I have to agree, and disagree. There is a fine balance, but for my own training, I think excessive power/strength work always lowers my 30 time.
At the start of the summer i had no gym membership, so I occasionally (once a week), did some lunges with a sofa, but focused mostly on sprinting at top speed, and bounding. My vert exploded (and later I found out my strength gains remained the same or slightly increased despite only moderate laod lifting).
I think once you hit a a plateau in the 30m dash by just sprinting, the squatting will help, the problem is that RFD is so much different in a sprint than in a squat, even a jump squat, that it may slow you down if you are not sprinting at least once a week at max v.
My 30 went form a 3.8 (hand timed with stopwatch in hand), to a 4 in two weeks when i focused mostly on bounding and jumping rather than sprinting.
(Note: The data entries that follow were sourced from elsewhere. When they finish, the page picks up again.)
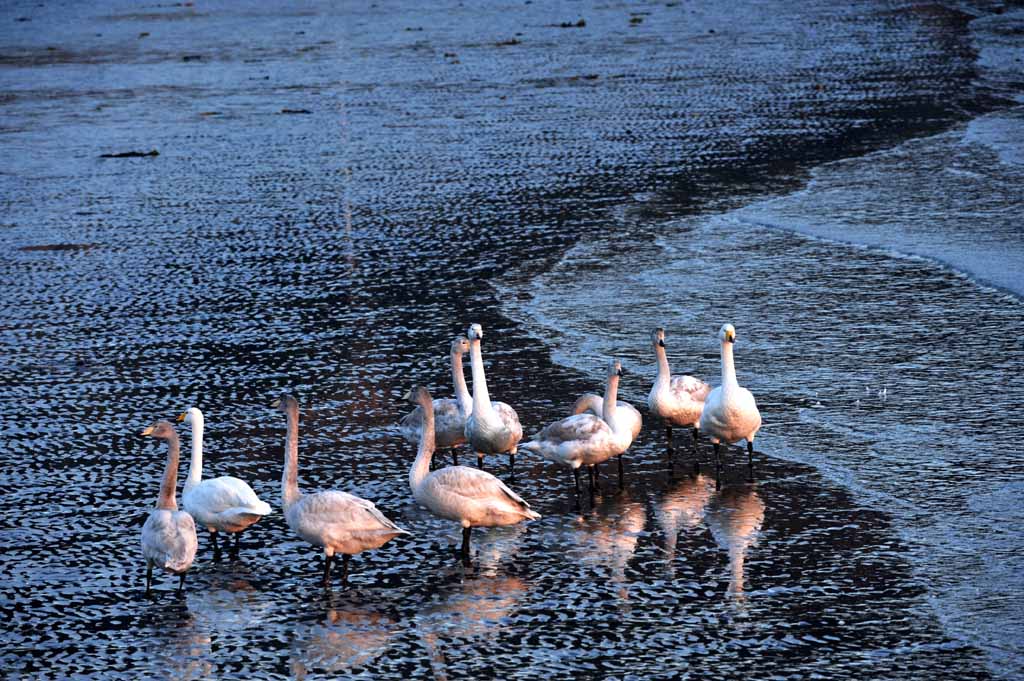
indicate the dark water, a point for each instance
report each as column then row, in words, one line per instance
column 449, row 159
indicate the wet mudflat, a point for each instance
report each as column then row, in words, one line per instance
column 449, row 157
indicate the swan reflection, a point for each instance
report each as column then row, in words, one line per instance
column 683, row 507
column 349, row 636
column 608, row 536
column 734, row 516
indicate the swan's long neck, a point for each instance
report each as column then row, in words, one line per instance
column 169, row 484
column 461, row 391
column 610, row 397
column 290, row 479
column 728, row 369
column 481, row 400
column 196, row 465
column 421, row 467
column 664, row 373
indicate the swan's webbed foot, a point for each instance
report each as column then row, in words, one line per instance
column 327, row 569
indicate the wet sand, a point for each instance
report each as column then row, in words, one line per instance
column 335, row 253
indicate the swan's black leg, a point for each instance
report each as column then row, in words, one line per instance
column 750, row 461
column 465, row 546
column 327, row 569
column 718, row 467
column 696, row 453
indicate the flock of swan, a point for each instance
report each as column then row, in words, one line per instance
column 599, row 429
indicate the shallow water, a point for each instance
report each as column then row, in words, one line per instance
column 438, row 175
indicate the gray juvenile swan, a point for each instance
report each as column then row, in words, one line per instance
column 730, row 413
column 471, row 497
column 491, row 427
column 338, row 521
column 222, row 504
column 678, row 400
column 585, row 439
column 169, row 535
column 450, row 414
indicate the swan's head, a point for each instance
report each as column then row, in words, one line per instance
column 460, row 345
column 160, row 430
column 286, row 403
column 192, row 417
column 418, row 395
column 727, row 334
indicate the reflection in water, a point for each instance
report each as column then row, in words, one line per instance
column 608, row 536
column 734, row 516
column 476, row 605
column 180, row 645
column 682, row 508
column 350, row 636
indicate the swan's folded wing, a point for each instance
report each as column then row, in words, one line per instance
column 579, row 427
column 340, row 508
column 509, row 418
column 690, row 386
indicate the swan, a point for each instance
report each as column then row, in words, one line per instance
column 594, row 403
column 169, row 535
column 730, row 414
column 222, row 504
column 678, row 400
column 336, row 520
column 450, row 414
column 585, row 439
column 470, row 496
column 491, row 427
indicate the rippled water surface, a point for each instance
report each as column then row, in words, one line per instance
column 339, row 190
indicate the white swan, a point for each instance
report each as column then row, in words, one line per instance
column 338, row 521
column 469, row 496
column 585, row 439
column 450, row 414
column 221, row 504
column 730, row 414
column 169, row 535
column 678, row 400
column 491, row 427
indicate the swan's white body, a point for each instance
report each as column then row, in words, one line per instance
column 450, row 414
column 470, row 497
column 678, row 400
column 169, row 541
column 491, row 427
column 221, row 504
column 730, row 414
column 584, row 439
column 626, row 415
column 337, row 521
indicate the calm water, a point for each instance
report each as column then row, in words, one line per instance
column 568, row 188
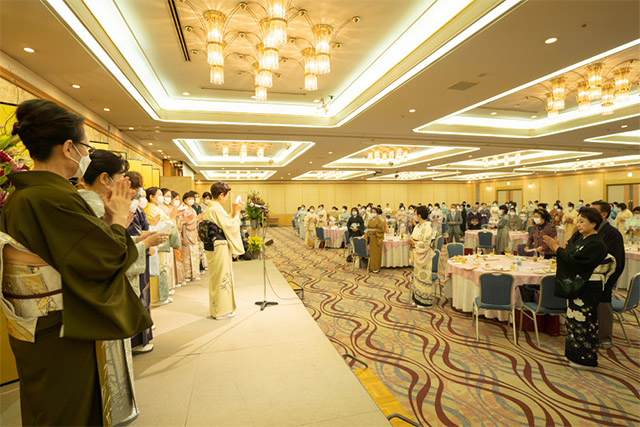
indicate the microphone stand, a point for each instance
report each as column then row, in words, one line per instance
column 264, row 303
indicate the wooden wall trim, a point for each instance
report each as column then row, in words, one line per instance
column 34, row 90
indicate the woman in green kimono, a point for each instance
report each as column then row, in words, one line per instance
column 105, row 169
column 502, row 238
column 375, row 235
column 59, row 349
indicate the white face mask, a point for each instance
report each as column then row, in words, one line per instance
column 83, row 164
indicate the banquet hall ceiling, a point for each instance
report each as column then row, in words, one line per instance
column 507, row 53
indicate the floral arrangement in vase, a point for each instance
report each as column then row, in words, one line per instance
column 255, row 214
column 14, row 157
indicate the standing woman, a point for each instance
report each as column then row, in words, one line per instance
column 375, row 235
column 81, row 262
column 225, row 244
column 502, row 238
column 422, row 256
column 189, row 238
column 310, row 224
column 583, row 253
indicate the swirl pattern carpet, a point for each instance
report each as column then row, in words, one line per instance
column 430, row 361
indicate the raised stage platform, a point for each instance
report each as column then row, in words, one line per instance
column 269, row 368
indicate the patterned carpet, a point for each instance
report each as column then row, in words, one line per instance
column 430, row 361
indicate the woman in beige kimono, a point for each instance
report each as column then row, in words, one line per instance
column 422, row 256
column 222, row 303
column 375, row 235
column 310, row 224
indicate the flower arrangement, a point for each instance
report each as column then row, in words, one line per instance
column 253, row 213
column 255, row 244
column 14, row 157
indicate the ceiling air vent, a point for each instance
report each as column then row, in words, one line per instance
column 462, row 85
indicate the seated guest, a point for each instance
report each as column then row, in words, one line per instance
column 474, row 219
column 355, row 224
column 514, row 222
column 582, row 255
column 542, row 226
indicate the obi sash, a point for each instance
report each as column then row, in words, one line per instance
column 30, row 288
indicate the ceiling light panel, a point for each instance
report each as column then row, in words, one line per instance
column 586, row 164
column 514, row 158
column 341, row 175
column 241, row 153
column 387, row 156
column 237, row 175
column 409, row 176
column 564, row 100
column 482, row 176
column 626, row 138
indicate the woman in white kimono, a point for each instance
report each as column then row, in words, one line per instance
column 104, row 170
column 422, row 256
column 301, row 223
column 310, row 224
column 226, row 244
column 502, row 238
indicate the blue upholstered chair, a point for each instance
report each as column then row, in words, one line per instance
column 485, row 240
column 496, row 290
column 454, row 249
column 629, row 304
column 547, row 303
column 321, row 238
column 360, row 250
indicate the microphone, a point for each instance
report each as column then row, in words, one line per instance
column 254, row 205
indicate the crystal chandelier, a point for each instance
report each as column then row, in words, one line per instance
column 272, row 19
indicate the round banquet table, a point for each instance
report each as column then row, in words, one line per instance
column 515, row 238
column 395, row 252
column 631, row 266
column 336, row 234
column 463, row 280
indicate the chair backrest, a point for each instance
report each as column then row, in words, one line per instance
column 547, row 297
column 633, row 296
column 454, row 249
column 485, row 239
column 496, row 288
column 434, row 262
column 360, row 247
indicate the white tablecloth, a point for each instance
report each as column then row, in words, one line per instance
column 463, row 281
column 395, row 252
column 631, row 266
column 336, row 235
column 515, row 238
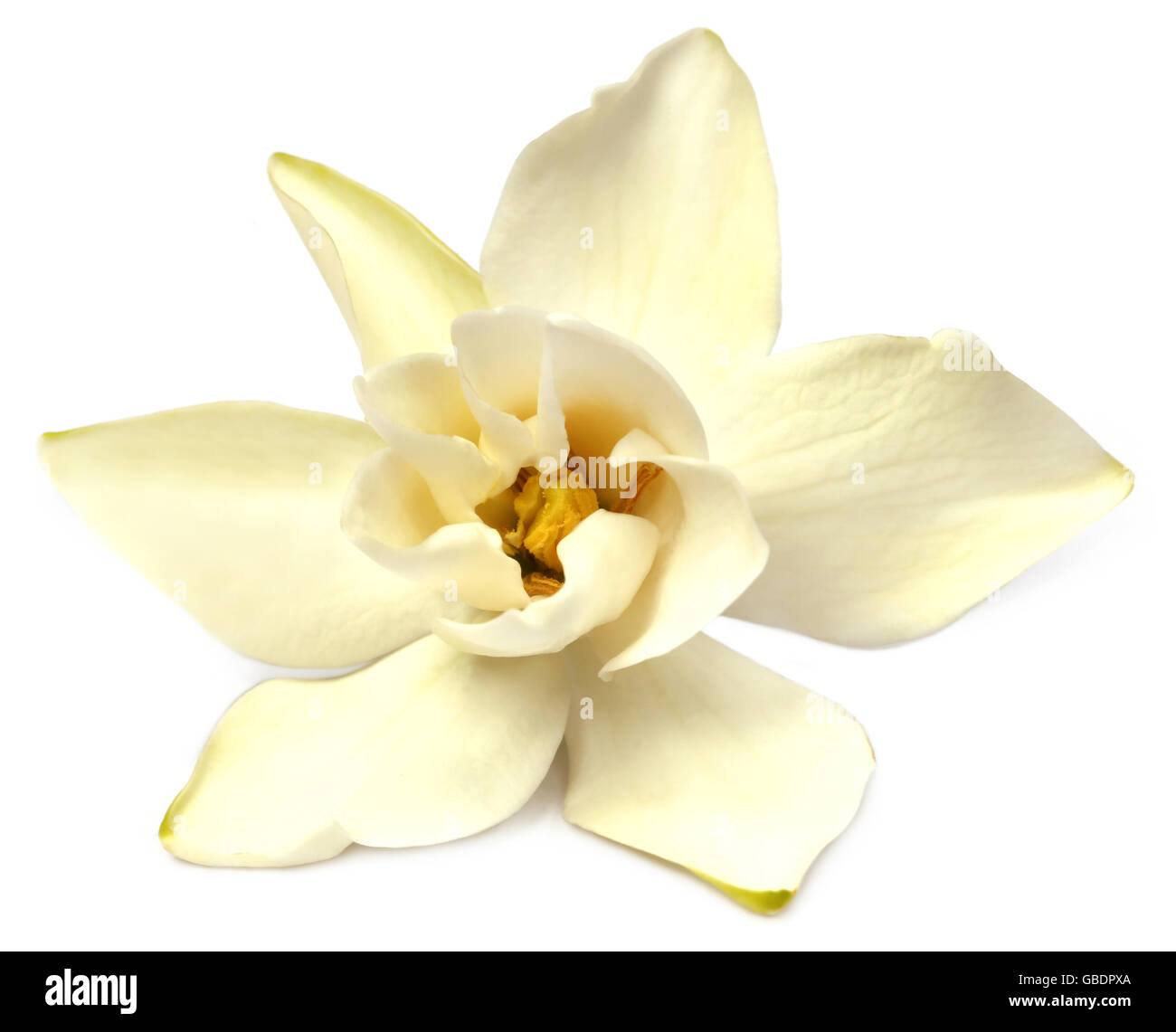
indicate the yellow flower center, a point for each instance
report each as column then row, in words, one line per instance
column 533, row 520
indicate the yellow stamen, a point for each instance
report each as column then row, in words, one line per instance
column 563, row 510
column 541, row 584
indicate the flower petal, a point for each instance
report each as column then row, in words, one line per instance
column 398, row 286
column 500, row 355
column 604, row 561
column 422, row 746
column 391, row 514
column 710, row 550
column 458, row 474
column 233, row 510
column 896, row 490
column 710, row 761
column 608, row 387
column 651, row 214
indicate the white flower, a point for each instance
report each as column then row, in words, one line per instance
column 533, row 526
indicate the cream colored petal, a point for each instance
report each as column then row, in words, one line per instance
column 710, row 550
column 458, row 474
column 398, row 286
column 710, row 761
column 498, row 356
column 604, row 561
column 422, row 393
column 391, row 514
column 897, row 490
column 233, row 510
column 651, row 214
column 426, row 745
column 607, row 387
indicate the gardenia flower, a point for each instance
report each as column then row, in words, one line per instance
column 534, row 525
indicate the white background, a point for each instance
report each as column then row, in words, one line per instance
column 1004, row 168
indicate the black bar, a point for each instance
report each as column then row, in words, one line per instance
column 401, row 989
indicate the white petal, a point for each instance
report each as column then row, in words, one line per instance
column 422, row 393
column 608, row 387
column 498, row 356
column 398, row 286
column 233, row 510
column 895, row 491
column 391, row 514
column 458, row 474
column 651, row 214
column 604, row 561
column 423, row 746
column 710, row 550
column 717, row 764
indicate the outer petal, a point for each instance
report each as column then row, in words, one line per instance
column 651, row 214
column 398, row 286
column 389, row 513
column 423, row 746
column 710, row 550
column 458, row 474
column 897, row 491
column 710, row 761
column 604, row 561
column 233, row 510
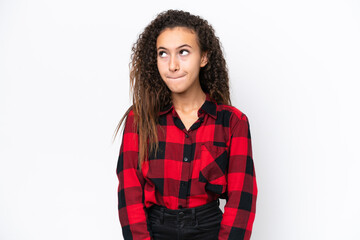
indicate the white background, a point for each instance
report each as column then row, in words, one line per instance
column 294, row 70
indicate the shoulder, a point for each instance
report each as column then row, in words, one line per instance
column 130, row 123
column 235, row 113
column 237, row 120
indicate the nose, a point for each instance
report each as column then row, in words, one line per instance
column 173, row 64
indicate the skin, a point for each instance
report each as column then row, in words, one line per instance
column 179, row 60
After 1 day of 30 m sprinting, I went back down to a 3.84 two days later.
Then one day I did deep squat jumps with 175 lbs (my max squat is prolly weak as hell), and I definitely felt faster. So yes it helps, but what I see a lot of people doing is focusing on the lifting and forgettiing that RFD cannot be trained for sprints by squatting.
Also, I read an article that I can’t find anymore that said sprinting and jumping was actually isometric rather than concentric.. Any thoughts on this?
If oyu think about it, all that force is being developed in only .2 seconds at the start and in a running vertical jump. Once that power has been generated at a specific joint angle, it’s over, you jump up (to a certain extent). Would it be fair to say there is at least some isometric stuff going on?